1. Vague or unrealistic goals


“Crush it” and “learn everything” are not goals. “Close $500K in the first 30 days” probably isn’t realistic.


Fix it with:

  • Ramp-aware targets

  • Concrete activity and learning goals

  • A clear definition of “on track” vs “off track”


2. Overstuffed plans


A 17-tab spreadsheet with 180 tasks is not a 30-60-90 day plan; it’s a to-do list graveyard.


Keep it focused:

  • 3–5 core objectives per phase

  • A small set of high-leverage activities

  • The few KPIs that matter most


3. Set-and-forget


The plan only works if you:

  • Review it weekly in 1:1s

  • Adjust it when reality doesn’t match assumptions

  • Use it as a conversation tool, not just a document HR files away


Pro Tips from Orr Consulting


These are patterns we see across premium DTC, healthcare, and complex B2B sales environments.

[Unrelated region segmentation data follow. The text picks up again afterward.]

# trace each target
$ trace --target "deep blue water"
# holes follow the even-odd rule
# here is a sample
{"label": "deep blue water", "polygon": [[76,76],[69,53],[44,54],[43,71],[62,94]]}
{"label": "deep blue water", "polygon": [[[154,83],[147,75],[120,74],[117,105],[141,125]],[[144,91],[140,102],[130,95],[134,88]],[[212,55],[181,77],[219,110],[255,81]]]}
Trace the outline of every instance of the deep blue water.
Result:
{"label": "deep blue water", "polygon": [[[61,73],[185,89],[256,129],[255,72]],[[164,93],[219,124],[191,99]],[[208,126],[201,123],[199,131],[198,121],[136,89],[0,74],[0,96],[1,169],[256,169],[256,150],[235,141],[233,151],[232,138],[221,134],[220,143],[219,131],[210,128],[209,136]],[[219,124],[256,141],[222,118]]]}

1. Customize by role, segment, and deal size


An outbound SDR, an AE closing mid-market SaaS, and a clinician-facing healthcare rep can’t use a cookie-cutter plan. Adjust:

  • Activity expectations (volume vs depth)

  • Learning requirements (product, regulatory, clinical, etc.)

  • Ramp timelines based on sales cycle length


2. Tie the plan to real data, not guesses


If you have historical data:

  • Use average sales cycle, average deal size, and realistic conversion rates to set ramp targets

  • Integrate simple dashboards so reps can see if their activities → pipeline → revenue are on track


3. Align marketing, sales, and operations


Your 30-60-90 sales plan will break if:

  • Marketing’s lead generation doesn’t match who sales is trained to sell to

  • Ops or clinical capacity can’t handle the volume in certain segments

  • Leadership keeps changing strategy mid-ramp without updating the plan


Get everyone aligned on who you’re targeting, why, and how—and let that drive the plan.



How Orr Consulting Can Help


If your sales plans currently live in someone’s head—or a dusty slide deck—you’re leaving performance on the table.


Orr Consulting can help you:

  • Build role-specific 30-60-90 day plans for your key sales positions

  • Align sales, marketing, and operations around the same ramp expectations

  • Integrate analytics and dashboards so you can see ramp health in real time

  • Design compensation and KPI structures that support the plan (not fight it)


If you’d like a second set of eyes on your existing sales onboarding or growth strategy:

Book a 30-minute consult, and we’ll walk through your current ramp process and identify 2–3 changes that would make the biggest impact in the next quarter.

Final Thoughts


A 30-60-90 day sales plan isn’t about more paperwork. It’s about giving new (and newly promoted) reps a clear runway, and giving leadership a clear view of whether the plane is getting off the ground.


When you:

  • Set realistic, stage-specific goals

  • Focus on the right activities

  • Build in feedback and data

  • And align sales with marketing and operations


...your 30-60-90 day plan becomes more than an HR checklist—it becomes a reliable engine for growth.